Nek Munah khawatir tidak bisa melunasi tepat waktu sehingga mimpinya ke Tanah Suci akan sirna, perjuangannya sia-sia.
Dalam kegundahan hati, Nek Munah berdoa dengan linangan airmata, "Ya Allah, aku ikhlas bila sepanjang hidupku tidak pernah merasakan gelimang harta. Mohon izinkan aku untuk menunaikan kewajibanku yang terakhir sebelum menutup mata."
***
Hari ini, Nek Munah sudah sampai rumah sebelum senja. Ia kaget melihat seorang lelaki berkaos putih duduk di depan rumahnya. Setelah mendekat, ternyata orang itu adalah keponakannya yang dulu mengurus pendaftaran hajinya.
"Assalamualaikum, Bude," sapa lelaki bernama Burhan itu.

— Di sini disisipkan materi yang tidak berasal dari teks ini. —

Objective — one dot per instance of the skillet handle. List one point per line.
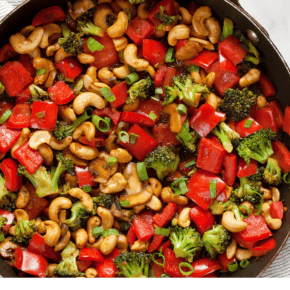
(237, 3)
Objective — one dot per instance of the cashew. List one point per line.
(179, 31)
(84, 100)
(83, 196)
(108, 245)
(23, 197)
(231, 224)
(24, 45)
(175, 117)
(168, 196)
(106, 217)
(183, 219)
(251, 77)
(130, 57)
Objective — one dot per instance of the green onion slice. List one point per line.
(187, 265)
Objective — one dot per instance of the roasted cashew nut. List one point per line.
(24, 45)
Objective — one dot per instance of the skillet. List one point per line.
(272, 63)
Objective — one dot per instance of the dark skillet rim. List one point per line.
(261, 30)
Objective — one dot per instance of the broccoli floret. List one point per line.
(257, 146)
(164, 160)
(40, 179)
(143, 89)
(68, 266)
(237, 104)
(104, 200)
(185, 88)
(272, 172)
(37, 94)
(86, 26)
(79, 213)
(7, 198)
(133, 265)
(187, 138)
(24, 231)
(72, 44)
(227, 136)
(62, 130)
(64, 164)
(216, 240)
(186, 242)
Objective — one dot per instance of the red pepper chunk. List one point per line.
(143, 226)
(161, 220)
(199, 188)
(205, 119)
(14, 77)
(44, 115)
(144, 143)
(30, 263)
(61, 93)
(20, 117)
(28, 157)
(13, 181)
(39, 247)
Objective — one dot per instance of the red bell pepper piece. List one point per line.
(143, 145)
(8, 137)
(28, 157)
(233, 49)
(143, 226)
(278, 113)
(156, 242)
(49, 15)
(204, 267)
(69, 67)
(205, 119)
(267, 119)
(140, 29)
(245, 169)
(204, 59)
(223, 79)
(264, 248)
(230, 168)
(108, 112)
(131, 236)
(84, 176)
(90, 254)
(107, 56)
(35, 204)
(243, 131)
(20, 117)
(161, 220)
(210, 155)
(164, 136)
(282, 155)
(13, 181)
(44, 115)
(266, 86)
(256, 230)
(30, 263)
(224, 261)
(7, 52)
(136, 118)
(120, 92)
(39, 247)
(277, 210)
(154, 51)
(61, 93)
(198, 188)
(14, 77)
(203, 219)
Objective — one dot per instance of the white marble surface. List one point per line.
(274, 16)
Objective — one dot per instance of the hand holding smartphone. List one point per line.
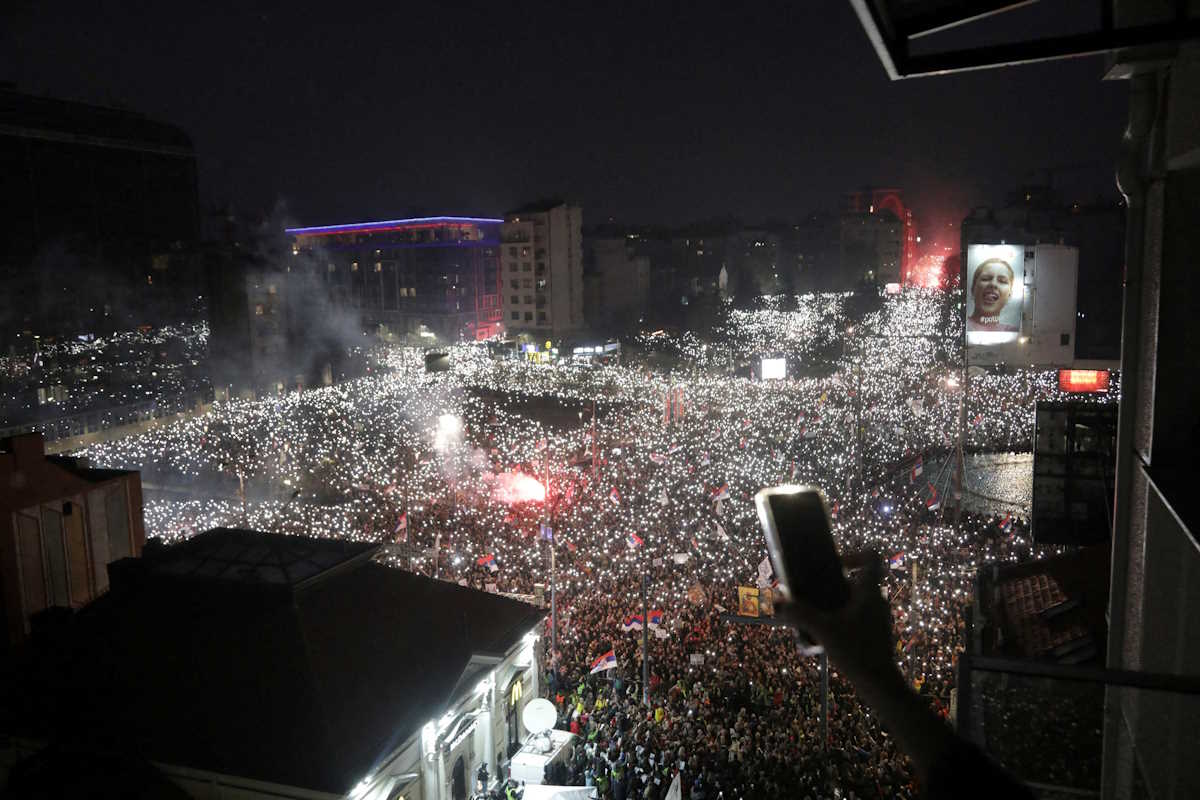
(799, 543)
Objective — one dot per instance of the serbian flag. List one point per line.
(605, 662)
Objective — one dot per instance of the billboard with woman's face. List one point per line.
(995, 293)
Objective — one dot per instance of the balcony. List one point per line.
(1084, 732)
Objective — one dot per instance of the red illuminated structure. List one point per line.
(894, 248)
(1079, 382)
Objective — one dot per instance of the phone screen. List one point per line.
(802, 548)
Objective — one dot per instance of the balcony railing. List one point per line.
(1084, 732)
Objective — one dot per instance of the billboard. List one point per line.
(995, 293)
(774, 368)
(1074, 469)
(1080, 382)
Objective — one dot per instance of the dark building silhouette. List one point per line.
(100, 209)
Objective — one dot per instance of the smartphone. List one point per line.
(799, 543)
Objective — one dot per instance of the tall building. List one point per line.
(426, 276)
(1035, 215)
(101, 212)
(618, 282)
(61, 524)
(541, 287)
(879, 241)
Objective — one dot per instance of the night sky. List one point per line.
(649, 113)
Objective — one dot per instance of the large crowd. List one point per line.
(628, 470)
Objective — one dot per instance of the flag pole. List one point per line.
(646, 638)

"Waalaikumsalam," jawab Nek Munah.
Mereka berdua kemudian masuk dan berbincang. Burhan menanyakan perihal surat dari kantor agama kabupaten dan dijawab apa adanya oleh Nek Munah, termasuk tentang uangnya yang belum cukup untuk membayar kekurangannya.
Mendengar hal itu, Burhan tersenyum sambil menyerahkan amplop putih pada Nek Munah.
"Apa ini, Han?" Tanya Nek Munah bingung karena dirinya tidak bisa membaca.
"Itu adalah kuitansi pelunasan, Bude. Alhamdulillah sudah Burhan lunasi kekurangannya. Insyaallah Bude bisa berangkat tahun ini. Uang yang Bude kumpulkan untuk bekal kesana saja," papar Burhan yang sontak membuat Nek Munah bersimpuh. Airmata haru menganak sungai.
Sejak hari itu, Nek Munah tak lagi berjalan kaki mencari kayu bakar. Ia tinggal bersama Burhan di kota kabupaten karena harus mengikuti manasik haji dan kegiatan lainnya sebelum berangkat ke Tanah Suci.